7.2. – Infondato è il motivo riguardante il reato di riciclaggio di cui al capo 25. Anche in questo caso il Tribunale ha ritenuto il concorso del B. nel reato sulla base dei risultati di alcune conversazioni intercettate, da cui risulta che l’indagato abbia partecipato, seppure episodicamente, ad alcune operazioni di riciclaggio di autovetture rubate svolte prevalentemente dal F., tra cui l’operazione oggetto dell’episodio contestato.

7.3. – Infondati sono pure i motivi con cui si contesta la ritenuta sussistenza dei gravi indizi di colpevolezza in ordine al reato di cui al D.P.R. n. 309 del 1990, art. 74.

L’ordinanza impugnata ha fatto riferimento all’intercettazione ambientale del 12.1.2007 e alle conversazioni oggetto di captazione tra A.L. e B.F., da cui risulta il ruolo di vertice assunto da B.M. all’interno di questa associazione.

8. – Manifestamente infondate sono, infine, le doglianze contenute nei motivi aggiunti.

8.1. – La dedotta inutilizzabilità dei risultati delle intercettazioni presso la convivente dell’indagato per la sostituzione delle originarie apparecchiature di captazione non trova fondamento in alcuna norma processuale; inoltre, il ricorrente non rappresenta la rilevanza che la denunciata inutilizzabilità avrebbe sulla decisione impugnata.

8.2. – Deve escludersi che la mancata trasmissione integrale dell’atto di convalida del decreto di intercettazione comporti la perdita di efficacia dell’ordinanza cautelare, in quanto l’effetto caducatorio previsto dall’art. 309 c.p.p., commi 5 e 10 consegue solo alla mancata trasmissione al tribunale del riesame di tutti gli atti a suo tempo presentati al g.i.p. ex art. 291 c.p.p. e per trasmissione mancante deve intendersi quella riguardante l’atto nella sua integralità, in quanto ciò che si vuole assicurare è che in sede di riesame il controllo abbia ad oggetto lo stesso materiale probatorio utilizzato dal g.i.p. per disporre la misura cautelare.

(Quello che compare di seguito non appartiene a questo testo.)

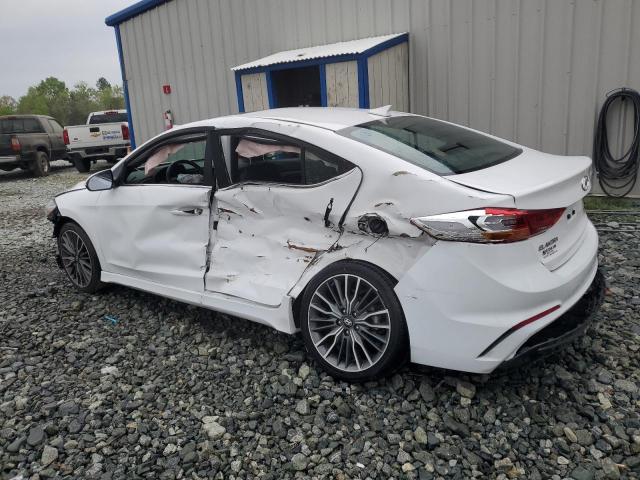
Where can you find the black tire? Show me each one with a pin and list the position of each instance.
(82, 165)
(396, 352)
(40, 165)
(75, 266)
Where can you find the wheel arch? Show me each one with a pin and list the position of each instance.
(301, 289)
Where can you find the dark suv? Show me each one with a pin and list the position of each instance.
(30, 142)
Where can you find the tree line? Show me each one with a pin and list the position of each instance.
(69, 106)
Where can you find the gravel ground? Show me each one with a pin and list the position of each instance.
(172, 391)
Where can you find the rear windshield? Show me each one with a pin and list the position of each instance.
(20, 125)
(108, 117)
(436, 146)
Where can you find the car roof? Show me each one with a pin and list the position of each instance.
(24, 116)
(330, 118)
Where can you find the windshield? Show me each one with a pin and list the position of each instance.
(108, 117)
(20, 125)
(436, 146)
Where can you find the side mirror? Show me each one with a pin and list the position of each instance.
(100, 181)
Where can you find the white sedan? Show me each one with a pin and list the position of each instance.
(382, 236)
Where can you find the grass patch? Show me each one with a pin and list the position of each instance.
(608, 203)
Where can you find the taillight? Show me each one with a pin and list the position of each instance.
(15, 144)
(489, 225)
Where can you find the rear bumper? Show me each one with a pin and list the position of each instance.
(95, 153)
(460, 300)
(565, 329)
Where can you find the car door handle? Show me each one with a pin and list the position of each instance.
(187, 211)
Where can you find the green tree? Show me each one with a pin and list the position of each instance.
(49, 97)
(103, 84)
(111, 98)
(8, 105)
(82, 101)
(52, 97)
(33, 103)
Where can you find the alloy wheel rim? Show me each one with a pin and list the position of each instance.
(76, 259)
(349, 323)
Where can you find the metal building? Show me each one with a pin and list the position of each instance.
(534, 71)
(365, 73)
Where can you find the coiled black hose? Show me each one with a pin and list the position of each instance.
(620, 174)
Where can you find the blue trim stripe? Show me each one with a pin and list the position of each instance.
(363, 83)
(125, 88)
(363, 71)
(385, 45)
(270, 91)
(323, 85)
(132, 11)
(239, 92)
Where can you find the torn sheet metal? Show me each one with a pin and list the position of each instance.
(272, 240)
(267, 235)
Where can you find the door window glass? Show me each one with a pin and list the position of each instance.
(171, 163)
(264, 160)
(55, 126)
(268, 162)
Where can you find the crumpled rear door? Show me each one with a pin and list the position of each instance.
(268, 234)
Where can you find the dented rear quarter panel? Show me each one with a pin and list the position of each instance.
(291, 247)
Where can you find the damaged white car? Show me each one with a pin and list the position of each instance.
(382, 236)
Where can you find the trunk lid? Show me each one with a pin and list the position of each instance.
(538, 181)
(534, 179)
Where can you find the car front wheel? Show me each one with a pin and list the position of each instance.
(78, 258)
(352, 322)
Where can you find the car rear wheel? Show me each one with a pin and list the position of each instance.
(352, 322)
(82, 165)
(79, 259)
(40, 166)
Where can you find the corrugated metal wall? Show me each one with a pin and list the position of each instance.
(534, 71)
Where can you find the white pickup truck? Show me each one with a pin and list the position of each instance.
(106, 135)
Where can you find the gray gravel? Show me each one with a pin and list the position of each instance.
(172, 391)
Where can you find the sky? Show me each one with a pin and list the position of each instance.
(66, 39)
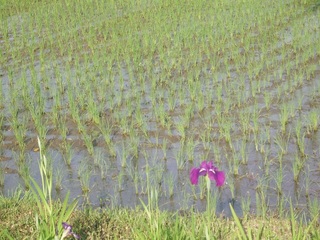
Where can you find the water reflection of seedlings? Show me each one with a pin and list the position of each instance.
(179, 156)
(88, 141)
(67, 152)
(245, 205)
(1, 176)
(313, 121)
(85, 178)
(282, 142)
(297, 165)
(284, 116)
(58, 178)
(313, 207)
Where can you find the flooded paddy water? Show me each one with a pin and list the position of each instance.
(127, 100)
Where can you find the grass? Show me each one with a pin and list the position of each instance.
(139, 223)
(161, 85)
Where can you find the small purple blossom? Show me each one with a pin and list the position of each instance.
(68, 231)
(207, 169)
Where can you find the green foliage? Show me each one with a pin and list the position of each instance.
(49, 218)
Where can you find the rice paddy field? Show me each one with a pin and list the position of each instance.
(127, 96)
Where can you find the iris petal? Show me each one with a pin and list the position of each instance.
(219, 177)
(194, 175)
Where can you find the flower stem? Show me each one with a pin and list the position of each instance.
(208, 194)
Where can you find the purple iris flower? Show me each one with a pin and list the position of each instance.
(68, 231)
(207, 169)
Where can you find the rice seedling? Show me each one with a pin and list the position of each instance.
(2, 176)
(282, 142)
(58, 178)
(84, 175)
(313, 121)
(284, 117)
(297, 166)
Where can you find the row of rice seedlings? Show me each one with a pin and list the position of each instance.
(84, 176)
(165, 67)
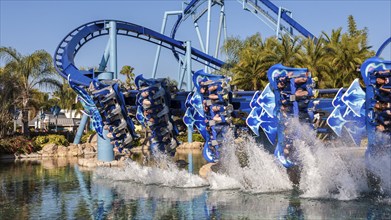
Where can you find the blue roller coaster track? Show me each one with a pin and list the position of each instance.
(262, 116)
(71, 44)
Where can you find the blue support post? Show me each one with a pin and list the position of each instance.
(80, 129)
(113, 48)
(105, 148)
(189, 88)
(189, 81)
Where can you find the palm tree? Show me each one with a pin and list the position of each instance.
(68, 98)
(346, 52)
(31, 71)
(8, 89)
(128, 72)
(314, 57)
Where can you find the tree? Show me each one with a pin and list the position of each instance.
(32, 71)
(8, 89)
(68, 98)
(346, 52)
(128, 72)
(314, 57)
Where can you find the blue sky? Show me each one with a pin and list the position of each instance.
(32, 25)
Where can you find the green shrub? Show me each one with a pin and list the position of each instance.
(18, 144)
(50, 139)
(86, 136)
(196, 137)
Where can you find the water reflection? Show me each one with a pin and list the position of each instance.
(59, 190)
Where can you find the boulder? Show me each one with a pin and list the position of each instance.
(89, 149)
(73, 150)
(49, 148)
(62, 151)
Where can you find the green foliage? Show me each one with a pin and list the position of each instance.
(128, 72)
(28, 72)
(18, 144)
(86, 136)
(333, 58)
(197, 137)
(50, 139)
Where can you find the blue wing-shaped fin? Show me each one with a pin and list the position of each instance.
(354, 97)
(336, 120)
(269, 126)
(267, 100)
(253, 120)
(337, 101)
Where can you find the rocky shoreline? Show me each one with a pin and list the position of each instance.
(86, 154)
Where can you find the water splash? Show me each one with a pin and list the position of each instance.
(245, 164)
(163, 171)
(326, 171)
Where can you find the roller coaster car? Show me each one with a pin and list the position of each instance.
(109, 99)
(209, 110)
(153, 102)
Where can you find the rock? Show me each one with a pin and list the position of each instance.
(73, 150)
(62, 151)
(206, 169)
(94, 139)
(49, 150)
(34, 155)
(88, 150)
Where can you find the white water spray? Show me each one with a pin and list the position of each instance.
(164, 172)
(246, 165)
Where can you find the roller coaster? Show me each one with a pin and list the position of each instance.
(211, 107)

Inoltre, non risulta dal ricorso se il detto atto di convalida sia già stato depositato ai sensi dell’art. 293 c.p.p., comma 3 e se, di conseguenza, la difesa sia stata già posta in grado di venire a conoscenza dell’atto che costituisce un presupposto dell’attività intercettativa.

8.3. – Infine, le critiche sui mancati riscontri delle dichiarazioni rese dai collaboratori devono ritenersi assorbite dal disposto annullamento del reato associativo di cui al capo 1.

P.Q.M.

Annulla l’ordinanza impugnata limitatamente ai reati di cui ai capi 1 e 1 ter e rinvia per nuovo esame al Tribunale di Catanzaro.

Ritenuta l’incompetenza territoriale del Tribunale di Catanzaro per i reati di cui ai capi 5 e 7, annulla senza rinvio l’ordinanza impugnata e l’ordinanza del Gip del Tribunale di Catanzaro del 26.11.2010 in riferimento a detti reati, disponendo la trasmissione degli atti al Tribunale di Cosenza ai sensi e per gli effetti dell’art. 27 c.p.p..

Rigetta nel resto il ricorso.

Manda alla Cancelleria per gli adempimenti di cui all’art. 94 disp. att. c.p.p., comma 1 ter.

Testo non ufficiale. La sola stampa del bollettino ufficiale ha carattere legale.